# EASTER SMOKES!!!!!!!!!!!!!!!!!!!!!



## TonyBrooklyn (Jan 28, 2010)

Post them here if you dare!!!!!!!!!!!!!!!
All is Cool Blessed are those that believe!
GOD be with you all!!!!!!!!!!!!!!!!
I will start off!!!!!!!!!!!!!!!!!
Just had some spaghetti with white clam sauce!!!!!!!!!!!!!!!!
Good Friday no meat for me!!!!!!!!!!!!
Baking a italian style cheesecake ala @avitti with Reeses!! !:vs_cool:


----------



## Kidvegas (Oct 17, 2016)

GOD Bless Ya Tony! 

Kids are dealing with a Non Easter because no chocolates but damn sure believing in the LORD. 

Enjoy your Holiday my Friend!


Sent from my iPhone using Tapatalk


----------



## Humphrey's Ghost (Dec 27, 2016)

Amen to both my Brothers


Sent from my iPhone using Tapatalk


----------



## OldGringo (Jun 10, 2014)

@TonyBrooklyn, I've never made any spaghetti sauce other than traditional tomato based but that clam sauce look really good! As my Google Foo has been strong this week I'll search one up unless you can copy and paste yours?

Have an awesome Easter weekend gents and stay healthy!


----------



## OldGringo (Jun 10, 2014)

Oops! Doubled up


----------



## Rondo (Sep 9, 2015)

OldGringo said:


> @TonyBrooklyn, I've never made any spaghetti sauce other than traditional tomato based but that clam sauce look really good!

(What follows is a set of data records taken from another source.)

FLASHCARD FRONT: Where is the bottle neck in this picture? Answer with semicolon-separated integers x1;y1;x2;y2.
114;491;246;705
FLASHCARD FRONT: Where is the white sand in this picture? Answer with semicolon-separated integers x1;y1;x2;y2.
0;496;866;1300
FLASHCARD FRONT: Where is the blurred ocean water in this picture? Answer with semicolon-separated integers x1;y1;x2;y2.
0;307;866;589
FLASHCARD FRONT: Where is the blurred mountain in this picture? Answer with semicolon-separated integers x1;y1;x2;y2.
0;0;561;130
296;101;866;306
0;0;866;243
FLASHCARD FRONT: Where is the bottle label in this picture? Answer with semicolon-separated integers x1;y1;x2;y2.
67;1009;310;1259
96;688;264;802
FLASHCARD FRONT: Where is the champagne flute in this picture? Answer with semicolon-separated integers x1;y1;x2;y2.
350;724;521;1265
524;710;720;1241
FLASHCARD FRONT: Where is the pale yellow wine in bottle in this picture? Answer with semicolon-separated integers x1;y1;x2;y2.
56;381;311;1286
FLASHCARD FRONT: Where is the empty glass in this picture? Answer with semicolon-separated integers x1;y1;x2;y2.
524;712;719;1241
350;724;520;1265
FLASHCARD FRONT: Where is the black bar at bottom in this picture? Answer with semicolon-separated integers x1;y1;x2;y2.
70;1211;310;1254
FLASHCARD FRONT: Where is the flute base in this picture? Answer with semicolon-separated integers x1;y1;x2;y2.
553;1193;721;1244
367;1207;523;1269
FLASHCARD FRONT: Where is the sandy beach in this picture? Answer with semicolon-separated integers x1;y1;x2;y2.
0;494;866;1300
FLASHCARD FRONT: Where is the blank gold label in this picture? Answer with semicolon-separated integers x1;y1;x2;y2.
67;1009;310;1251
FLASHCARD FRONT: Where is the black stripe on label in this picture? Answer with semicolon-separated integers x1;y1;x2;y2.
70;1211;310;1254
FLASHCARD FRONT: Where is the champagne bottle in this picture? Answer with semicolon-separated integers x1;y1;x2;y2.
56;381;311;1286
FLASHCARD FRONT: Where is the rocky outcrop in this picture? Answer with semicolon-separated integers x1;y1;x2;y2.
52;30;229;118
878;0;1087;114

Umm, that's the cheesecake :grin2:


----------



## OldGringo (Jun 10, 2014)

@Rondo no wonder it looked delicious! :vs_laugh:


----------



## TonyBrooklyn (Jan 28, 2010)

:vs_cool:


----------



## Ranger0282 (Mar 12, 2016)

Instead of taking the GrandKids out looking for Easter eggs, which is really no fun alone...we are taking them out looking for Dry Land Fish. They're a lot funner to find and taste better... Whoever finds the biggest and the smallest gets a prize....Usually that includes getting to spend the entire day with GrandPaw (me) as soon as I get over this flu bug.


----------



## jmt8706 (Jul 19, 2019)

Happy Easter everyone!
@TonyBrooklyn, I thought that was Reese's pb cup pancake batter. The cheesecake sounds good though.


----------



## Rondo (Sep 9, 2015)

We all need to get out more.


----------



## Rondo (Sep 9, 2015)

Happy and Safe Easter 
Bless you all and your families.
Much Love. 
Ron


----------



## TonyBrooklyn (Jan 28, 2010)

_Buona Pasqua_


----------



## mi000ke (Feb 8, 2014)

We're on a 24 hour lockdown today and tomorrow (an even bigger holiday here on the island) down here on Grand Cayman to keep the crowds from forming - it's a tradition here for all the locals to camp on the beaches for the Easter weekend. currently against the law for more than 2 unrelated people to congregate. Anyway, I snuck down to the beach after our "traditional" turkey dinner and smoked a nice stick - but had to hide it for a minute when the police copter did a low pass over the beach looking for curfew violators. Borders are closed and we're stranded on the island for the next few months at least, but there are worse placed to almost celebrate the holiday(government closed all the churches). My only fear is that I'll run out of sticks, as all the cigar shops have been forced to close, along with everything else except food markets and hospitals. Hoping they honor the spirit of Jesus and resurrect the economy here soon.

Happy Easter to all!


----------



## mata777 (Jul 11, 2011)

Great smokes everyone, happy Easter!


----------



## Bos1600 (Sep 12, 2019)

Social distancing and such....

Sent from my iPhone using Tapatalk


----------



## TonyBrooklyn (Jan 28, 2010)

Wow that year went by quick.
Figure a bump to the top is in order.
Smoke em if ya got em!


----------



## TonyBrooklyn (Jan 28, 2010)

Coloring Easter eggs with my nieces and Nephews and Son.
Getting ready for the big day.
CORO on Deck.
HAPPY EASTER!!!!!!!!!!
GOD BLESS!!!!!!!!!!!!!!!


----------



## TonyBrooklyn (Jan 28, 2010)

Still a bit cloudy here.
On this Good Friday.
Remember no Meat.
Stay safe GOD BLESS.
All the best Tony


----------



## Humphrey's Ghost (Dec 27, 2016)

Sent from my iPhone using Tapatalk


----------



## bearinvt (Aug 12, 2012)

Oops! Wrong thread! Sorry Tony!
Padron Happy Easter!


----------



## bearinvt (Aug 12, 2012)

Atonement for my ADD addled previous post


----------



## ebnash (Mar 5, 2017)

No smokes for me today. Happy Easter all!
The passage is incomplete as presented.